A avaliação da cadeia de valor do cliente de forma fragmentada ou ‘desacoplada’ é uma das principais inovações da Decoupling. Em vez de medir a experiência do cliente somente no final do processo de aquisição de um produto ou serviço, a Decoupling mede o passo a passo da cadeia de valor do cliente, a fim de identificar elos que geram níveis extremos de satisfação e de insatisfação a esse consumidor.
Por que a etapa de venda do carro usado é o elo frágil do setor?
A venda do carro usado é a etapa mais desgastante por alguns motivos, segundo Campos:
- Existe uma ligação emocional entre os proprietários e os carros, e por isso os consumidores tendem a pensar que seus carros valem mais do que o preço pago pela concessionária.
- A precificação dos carros usados é subjetiva e não é feita de forma padronizada pelas concessionárias. O preço varia até mesmo entre lojas da mesma rede.
- A compra e venda de carros usados é uma parte importante do negócio das concessionárias, que precisam garantir sua margem de lucro nesta etapa do negócio.
Por estas razões, o momento da avaliação do carro usado é uma oportunidade de inovação das montadoras. Isso porque é justamente neste tipo de ocasião que as startups costumam surgir, abocanhando partes da cadeia de valor de empresas estabelecidas.
Segundo Campos, o setor automotivo está sob ameaça de perder mercado para novas empresas. É o caso da InstaCarro, que criou um marketplace com o objetivo de avaliar e negociar carros de forma quase instantânea, conectando o vendedor com diversas lojas e concessionárias no brasil. O vendedor, em 24 horas, recebe ofertas e avalia a melhor proposta. Somando captações em 2015, 2017, 2021 e 2024, a plataforma já levantou cerca de R$ 305 milhões.
A Volanty, plataforma para compra e venda de automóveis seminovos, por sua vez, recebeu investimentos de fundos como Monashees e SoftBank e foi adquirida pela Creditas em 2021. Já a Kavak, startup mexicana líder global na compra e venda de carros seminovos e que digitalizou o processo de compra e venda de carros usados, chegando a atingir o status de startup mais valiosa da América Latina. Para melhorar a experiência do cliente, a startup desenvolveu vários serviços, incluindo um algoritmo de precificação que define níveis ótimos de preços de compra e venda baseado em diferentes fontes de dados disponíveis, desde tabelas, classificados, ofertas concorrentes e tendências sobre a dinâmica do mercado.

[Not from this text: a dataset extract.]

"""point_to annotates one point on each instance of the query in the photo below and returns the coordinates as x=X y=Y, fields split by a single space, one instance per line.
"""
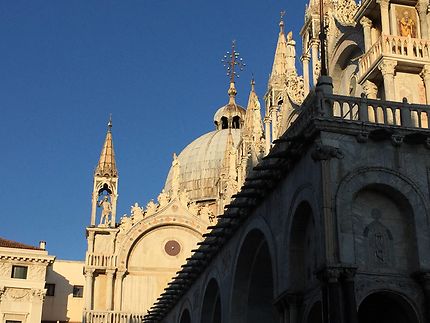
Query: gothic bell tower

Para além disso, Campos traz os carros elétricos para a discussão, afirmando que a dificuldade de avaliação desse tipo de veículo é ainda maior em relação aos carros à combustão. Essa, segundo ele, é outra grande questão que a indústria terá de resolver, e outro possível elo fraco que a Decoupling vai identificar em um futuro próximo.